They were asking you to optimize your implementation and have it copy a 32-bit word at a time inside the loop vs. a byte at a time. This would necessitate some careful checking to handle the boundary cases, such as size not being a multiple of 4, or dest or src not being aligned on a 4-byte boundary.

answered Aug 09 '12 at 03:31

John Kugelman

349,597
67
533
578

But "dest[index] = src[index];" doesn't just copy one byte. I realize that void* cannot be deferferences, so suppose src and dest were int*. That operation doesn't copy a byte, it copies all 32 bits of the integer. One a 32bit machine, each address can have 32bits of data, correct? I am not understanding. – VaporwareWolf Aug 09 '12 at 03:37
1

Minor nit-pick: dest and src don't have to be word-aligned. They can be misaligned by the same amount, though of course you'll have to special-case the first few bytes as well as the last few. – Marcelo Cantos Aug 09 '12 at 03:37
@HCHogan: Since you declared the types as `void*`, most people reading your question assumed you meant `char*`, which is the usual choice for a naive memcpy. That's why John suggested you were copying a byte at a time. – Marcelo Cantos Aug 09 '12 at 03:42

score 1 · Answer 3 · answered Aug 09 '12 at 03:34

The logic for your memcpy is correct and your interviewer didn't ask you to change it or add a restriction. Copying 4 bytes at a time is faster, but becomes a problem if your size is not a multiple of 4. Hence your interviewer told you to use two loops: the first copies 4 bytes at a time, and the 2nd loop one byte at a time (it will iterate at most 3 times).

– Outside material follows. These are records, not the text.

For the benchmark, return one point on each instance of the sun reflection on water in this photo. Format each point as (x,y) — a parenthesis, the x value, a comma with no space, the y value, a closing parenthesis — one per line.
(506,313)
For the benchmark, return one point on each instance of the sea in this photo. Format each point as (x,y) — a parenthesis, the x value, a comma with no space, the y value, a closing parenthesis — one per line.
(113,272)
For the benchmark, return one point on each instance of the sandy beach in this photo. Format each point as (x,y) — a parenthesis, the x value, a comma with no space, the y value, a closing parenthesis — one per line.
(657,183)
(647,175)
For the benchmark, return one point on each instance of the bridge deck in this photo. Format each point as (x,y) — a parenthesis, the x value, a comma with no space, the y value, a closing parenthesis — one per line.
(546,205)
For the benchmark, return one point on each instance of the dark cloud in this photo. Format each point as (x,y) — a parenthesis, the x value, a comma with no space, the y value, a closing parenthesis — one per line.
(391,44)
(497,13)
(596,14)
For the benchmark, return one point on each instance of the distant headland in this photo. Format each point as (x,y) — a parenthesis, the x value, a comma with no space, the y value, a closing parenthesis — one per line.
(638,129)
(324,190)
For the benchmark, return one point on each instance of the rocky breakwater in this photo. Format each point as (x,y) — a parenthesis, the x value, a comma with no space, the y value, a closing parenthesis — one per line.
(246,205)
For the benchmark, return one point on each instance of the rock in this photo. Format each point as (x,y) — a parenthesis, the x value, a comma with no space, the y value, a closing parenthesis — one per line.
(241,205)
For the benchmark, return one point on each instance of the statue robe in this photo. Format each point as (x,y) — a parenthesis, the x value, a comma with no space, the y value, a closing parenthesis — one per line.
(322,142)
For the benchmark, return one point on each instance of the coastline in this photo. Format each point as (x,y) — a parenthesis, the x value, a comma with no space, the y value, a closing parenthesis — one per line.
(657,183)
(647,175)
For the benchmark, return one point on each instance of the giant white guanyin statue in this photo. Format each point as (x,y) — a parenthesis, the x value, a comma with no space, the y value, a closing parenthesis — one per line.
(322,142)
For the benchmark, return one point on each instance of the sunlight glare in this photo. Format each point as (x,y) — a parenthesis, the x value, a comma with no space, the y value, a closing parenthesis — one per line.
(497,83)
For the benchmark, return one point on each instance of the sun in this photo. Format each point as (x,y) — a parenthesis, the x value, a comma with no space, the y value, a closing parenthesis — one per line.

So the bulk of the copy is done with the fast 4-byte copy, but you're not restricted to size being a multiple of 4 because the 2nd "cleanup" loop will copy anything that's not a multiple of 4.

1st loop: copy uint32_t and increment by 4
2nd loop: copy uint8_t and increment by 1

There can be problems even if the total data to copy is a multiple of 4 bytes. The first pointer might point to a byte address of the form 4N+1, and the second to a byte address of the form 4N+2; you can't easily do copying in multiples of 4 bytes when that's the case. — Jonathan Leffler, Aug 09 '12 at 04:04

score 1 · Answer 4 · answered Aug 09 '12 at 03:41

The interviewer was testing your knowledge of computer architecture, and wanted you to optimize your algorithm. Memory operates on words rather than bytes. In a 32-bit system, a word is typically 4 bytes, it takes the same amount of time to read/write 1 byte as it does to read/write 1 word. The second loop is to handle the case where the number of bytes you want to copy is not exactly divisible by 4 bytes.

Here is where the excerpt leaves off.